The LVAD deactivation conversation is the most consequential goals-of-care discussion in cardiology hospice care. It must be framed correctly from the first sentence. The wrong framing can shut down the conversation for weeks; the right framing creates space for authentic exploration.

Effective framing:

• "As things get harder, I want to make sure you and your family have had a chance to think about all your options — including what you want to happen with the device."
• "Some patients at this point in their illness decide they want to focus entirely on being comfortable and being with their family, and that might include turning off the device when the time feels right. Other patients choose to keep it running. Both are completely valid choices. What matters is that you've had time to think about it."
• "Turning off the device is not giving up. It's choosing peace. It's choosing to let your heart rest. And if that's what you decide, we will make sure you feel no pain and that your family is with you."

Key principle: Never frame deactivation as "giving up," "letting go," or "stopping the fight." Frame it as choosing comfort, choosing peace, choosing to be present with family without the burden of the device. The language of war metaphors — fighting, battling, losing — is particularly harmful in this population because it implies that continuing the LVAD is brave and deactivating is cowardly. Both are brave. Both are valid. Both deserve respect.^[6]

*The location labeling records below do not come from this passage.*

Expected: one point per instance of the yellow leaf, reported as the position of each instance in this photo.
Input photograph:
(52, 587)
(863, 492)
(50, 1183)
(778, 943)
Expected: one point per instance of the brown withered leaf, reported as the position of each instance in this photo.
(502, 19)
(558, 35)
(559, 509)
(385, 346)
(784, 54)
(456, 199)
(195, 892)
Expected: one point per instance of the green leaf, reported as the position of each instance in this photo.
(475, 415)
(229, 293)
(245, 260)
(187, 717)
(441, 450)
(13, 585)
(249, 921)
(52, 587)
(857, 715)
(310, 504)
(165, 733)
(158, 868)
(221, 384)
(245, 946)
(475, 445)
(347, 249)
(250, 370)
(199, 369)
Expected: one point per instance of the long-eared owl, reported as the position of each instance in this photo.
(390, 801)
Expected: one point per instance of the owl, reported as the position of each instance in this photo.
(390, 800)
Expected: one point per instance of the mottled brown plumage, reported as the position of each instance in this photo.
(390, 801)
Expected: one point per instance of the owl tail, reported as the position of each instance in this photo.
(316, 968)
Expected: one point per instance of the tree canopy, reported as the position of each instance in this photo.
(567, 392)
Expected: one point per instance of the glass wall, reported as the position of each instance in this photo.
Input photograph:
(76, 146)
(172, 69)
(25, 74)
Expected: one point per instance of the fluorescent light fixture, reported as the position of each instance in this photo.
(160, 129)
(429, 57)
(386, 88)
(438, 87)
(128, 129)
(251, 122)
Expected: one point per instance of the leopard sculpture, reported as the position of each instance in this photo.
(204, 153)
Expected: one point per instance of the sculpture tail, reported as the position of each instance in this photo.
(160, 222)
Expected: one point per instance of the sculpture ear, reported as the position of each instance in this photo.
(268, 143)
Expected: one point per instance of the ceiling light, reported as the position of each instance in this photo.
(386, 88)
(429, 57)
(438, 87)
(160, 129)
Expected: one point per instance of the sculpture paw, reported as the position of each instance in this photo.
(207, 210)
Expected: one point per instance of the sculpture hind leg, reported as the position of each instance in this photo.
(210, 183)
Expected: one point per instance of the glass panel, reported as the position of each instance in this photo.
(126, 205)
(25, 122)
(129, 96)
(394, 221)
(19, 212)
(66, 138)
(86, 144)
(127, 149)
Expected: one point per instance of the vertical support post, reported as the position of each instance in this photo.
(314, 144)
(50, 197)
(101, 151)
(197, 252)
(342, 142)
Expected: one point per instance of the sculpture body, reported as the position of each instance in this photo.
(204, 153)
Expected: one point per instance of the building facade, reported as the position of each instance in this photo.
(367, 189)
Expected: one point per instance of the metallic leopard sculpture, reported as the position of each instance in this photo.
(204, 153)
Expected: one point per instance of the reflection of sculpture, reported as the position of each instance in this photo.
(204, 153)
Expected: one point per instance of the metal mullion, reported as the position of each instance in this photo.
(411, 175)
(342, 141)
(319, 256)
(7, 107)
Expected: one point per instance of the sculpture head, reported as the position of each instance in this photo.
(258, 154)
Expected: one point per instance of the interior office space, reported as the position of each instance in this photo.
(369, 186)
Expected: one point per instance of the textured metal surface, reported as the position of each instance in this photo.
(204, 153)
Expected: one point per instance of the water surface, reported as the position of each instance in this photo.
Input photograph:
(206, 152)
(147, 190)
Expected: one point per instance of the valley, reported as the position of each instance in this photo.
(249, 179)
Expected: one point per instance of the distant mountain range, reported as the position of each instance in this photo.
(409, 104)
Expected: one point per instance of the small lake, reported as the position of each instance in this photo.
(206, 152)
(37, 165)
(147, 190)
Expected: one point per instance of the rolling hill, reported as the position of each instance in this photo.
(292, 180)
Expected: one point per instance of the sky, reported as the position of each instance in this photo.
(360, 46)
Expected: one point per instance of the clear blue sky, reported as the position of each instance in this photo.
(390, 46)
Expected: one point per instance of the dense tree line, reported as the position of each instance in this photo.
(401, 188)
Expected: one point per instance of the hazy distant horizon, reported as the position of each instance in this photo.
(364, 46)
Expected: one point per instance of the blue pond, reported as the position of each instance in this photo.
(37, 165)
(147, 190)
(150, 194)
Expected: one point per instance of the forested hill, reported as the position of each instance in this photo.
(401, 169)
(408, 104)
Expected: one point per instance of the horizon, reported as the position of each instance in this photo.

• "Have you thought about turning off the pump?" — Too abrupt. Too clinical. Opens with a yes/no question that allows the patient to shut down the conversation immediately. The answer will be "no" or silence, and you've lost the opening.
• "The device is just prolonging your suffering." — Imposes the clinician's value judgment on the patient's experience. Many LVAD patients do not experience the device as suffering — they experience it as life. They may be right. They get to decide.
• "It's time to let go." — Vague, patronizing, and invalidating. "Let go" of what? The device? Hope? Life? This phrase means nothing specific and communicates everything the patient fears: that you think they should be dead already.
• Talking to the family about deactivation without the patient present (when the patient is competent). — This is an autonomy violation. The patient makes this decision. The family supports the patient's decision. Do not circumvent the patient by building family consensus first. If the family initiates the conversation without the patient, redirect: "This is such an important decision. Can we make sure [patient] is part of this conversation?"
• Waiting for the cardiologist to initiate the conversation. — The cardiologist may never initiate it. They are trained to escalate, optimize, and intervene — not to withdraw. The hospice team owns this conversation. Waiting for permission from cardiology is a barrier to timely, goal-concordant care.
• Conflating LVAD deactivation with ICD deactivation. — These are fundamentally different decisions with different consequences. ICD deactivation removes a safety net against arrhythmic death but does not directly cause death. LVAD deactivation causes death from cardiogenic shock within minutes to hours. Families must understand this distinction clearly.